Die Treue eines Hundes über den Tod seines Besitzers hinaus

22. Februar 2018
Hunde sind die treuesten Freunde von Menschen. Diese Geschichten und viele andere sind der Beweis dafür.

Die Treue eines Hundes kennt keine Grenzen. Sie kann sogar über den Tod des Besitzers hinausgehen, wie bei unserem heutigen Beispiel, einem Cocker Spaniel, dessen Besitzer in Italien bei einem Erdbeben ums Leben kam.

In diesem Video kann man sehen, wie sich der Hund weigert, den Platz neben dem Sarg seines Herrchens zu verlassen. 

Grenzenlose Treue eines Hundes, der sich nicht von seinem Besitzer trennen will

Der 45-jährige Andrea Cossu lebte in dem Städtchen Pescara del Tronto, das sich im Zentrum der italienischen Halbinsel befindet. Er war einer der fast 300 Todesopfer des Erdbebens, welches das Land am 24. August 2016 erschütterte.

Seine Familie erzählt, dass er und sein Haustier unzertrennlich waren. Deshalb durfte der Cocker Spaniel auch am Tag der Beerdigung nicht fehlen.

Das erklärt die Reaktion des Tieres: Es begann am Sarg zu schnuppern und wedelte freudig mit dem Schwanz, als er erkannte, dass sich darin sein Freund befand. Andere Bilder zeigen die grenzenlose Treue eines Hundes, der sein Herrchen nicht verlassen möchte.

Geschichten wie diese gibt es viele. Die Lage nach dem schrecklichen Erdbeben in Zentralitalien war schlimm, viele Menschen mussten um geliebte Familienangehörige und Freunde trauern. Auch viele Haustiere litten daran.

Bilder einer Turnhalle, die sich in eine große Leichenhalle verwandelt hat

Es wurde eine große Gemeinschaftsbeerdigung organisiert, die in der Städtischen Turnhalle von Monticelli (Gemeinde Ascoli Piceno) stattfand. Dort erschienen die Behörden, um sich zu verabschieden und 35 Menschen zu ehren, die bei dem Erdbeben der Stärke 6,2 auf der Richterskala ums Leben kamen.

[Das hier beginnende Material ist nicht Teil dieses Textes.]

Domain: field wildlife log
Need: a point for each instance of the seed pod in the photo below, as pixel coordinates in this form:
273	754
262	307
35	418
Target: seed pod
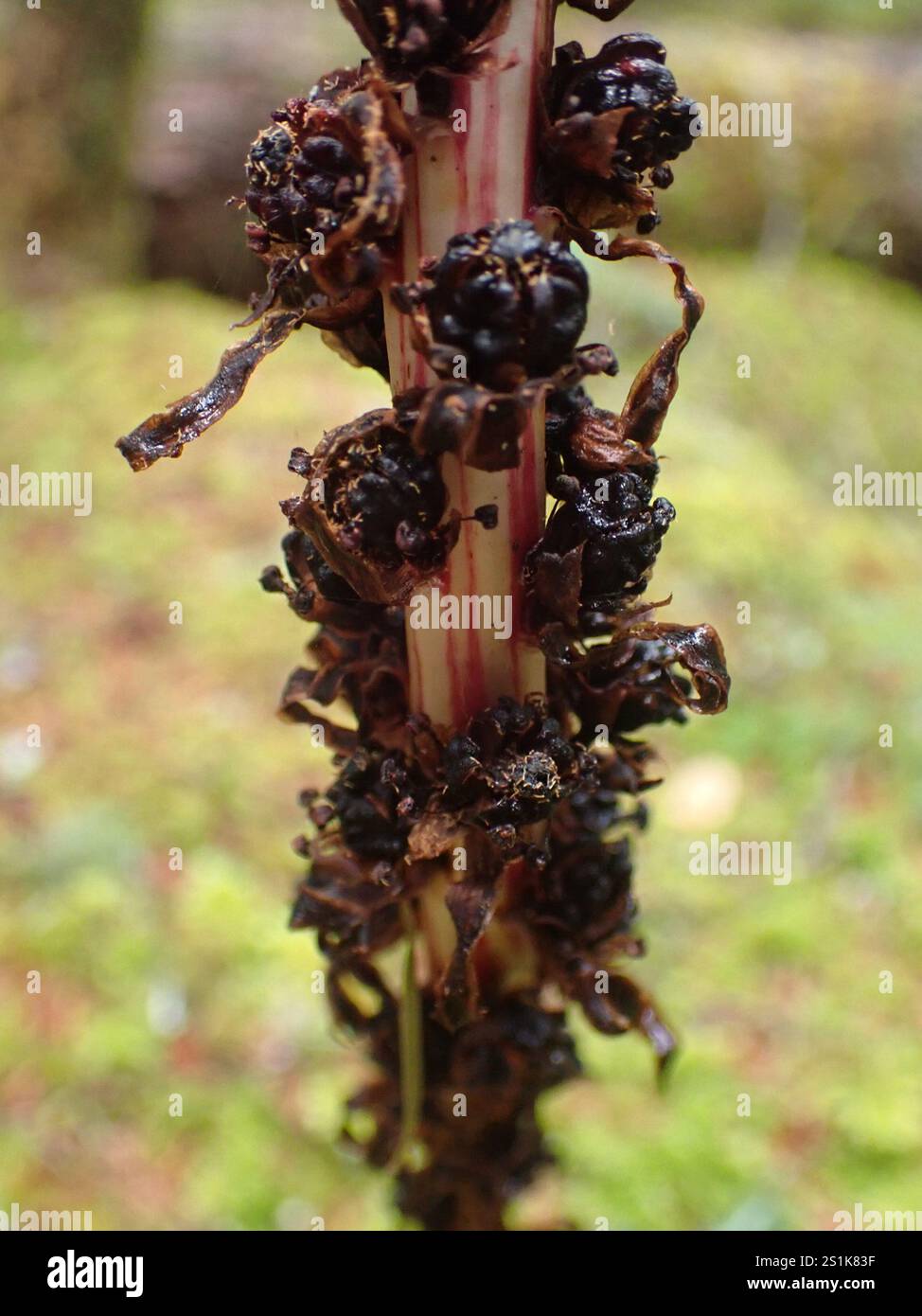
502	307
614	122
598	546
500	1065
374	506
413	37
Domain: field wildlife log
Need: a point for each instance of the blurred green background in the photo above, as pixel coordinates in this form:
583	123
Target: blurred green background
154	738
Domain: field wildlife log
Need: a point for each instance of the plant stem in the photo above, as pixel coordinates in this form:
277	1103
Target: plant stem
458	182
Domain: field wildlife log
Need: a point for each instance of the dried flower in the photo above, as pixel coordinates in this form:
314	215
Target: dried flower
615	122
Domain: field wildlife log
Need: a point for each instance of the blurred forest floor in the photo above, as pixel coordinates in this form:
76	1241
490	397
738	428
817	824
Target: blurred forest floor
159	736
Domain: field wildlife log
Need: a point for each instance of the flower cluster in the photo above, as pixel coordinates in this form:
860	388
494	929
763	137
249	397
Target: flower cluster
500	845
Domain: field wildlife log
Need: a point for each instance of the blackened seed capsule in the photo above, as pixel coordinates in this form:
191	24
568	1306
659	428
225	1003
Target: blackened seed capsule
628	74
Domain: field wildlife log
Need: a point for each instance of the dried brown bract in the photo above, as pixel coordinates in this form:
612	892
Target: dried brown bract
327	185
374	506
614	124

Inmitten des italienischen Wahlkampfes nahmen unter anderem der italienische Präsident Sergio Mattarella und der Premierminister Matteo Renzi an der Zeremonie teil.

Schlagzeilen machte allerdings das herzzereißende Verhalten des Hundes, der sein Herrchen nicht im Stich lassen wollte.

Hachiko, Canelo und viele andere Geschichten von treuen Hunden

Hachiko hat die Treue eines Hundes bewiesen, die weit über den Tod des Besitzers hinausgeht. Doch er ist nicht der einzige treue Vierbeiner. Die Geschichte des Hundes Akita wurde sogar in Hollywood verfilmt!

Canelo, der Hund eines Obdachlosen in Cádiz (Spanien), wartete tagelang vergeblich vor dem Krankenhaus, in dem sein Herrchen verstorben war.

Weitere Beispiele für die grenzenlose Treue eines Hundes:

  • Fido, ein Hund, der wie Hachiko immer wieder zu einem Bahnhof in der Toskana kam. Dort wartete er auf die Rückkehr seines Besitzers, einen jungen Mann, der im Zweiten Weltkrieg ums Leben gekommen war.
  • Collie, ein Hund, der 9 Jahre am Grab seines Herrchens verbrachte. Er tauchte auf dem Friedhof „Cementario de la Piedad“ in der Stadt Rosario in Argentinien auf. Der Hund blieb dort auch nach der Einäscherung des Mannes.
  • Bobby, der Hund der am Sarg seines Herrchens starb. Sein Herrchen war ein schottischer Polizist, sein Hund überlebte ihn 14 Jahre lang.

Können Treue und Liebe von Hunden wissenschaftlich erklärt werden?

Bislang konnten Wissenschaftler noch keine konkrete Erklärung dafür finden. Der Grund, warum einige Hunde auf die Rückkehr ihrer verstorbenen Herrchen warten oder tagelang am Grab ausharren, bleibt weiterhin ein Rätsel.

Wir hoffen jedenfalls, dass der Cocker Spaniel von Cossu nach dem traurigen Verlust seines Herrchens Trost bei der restlichen Familie finden konnte.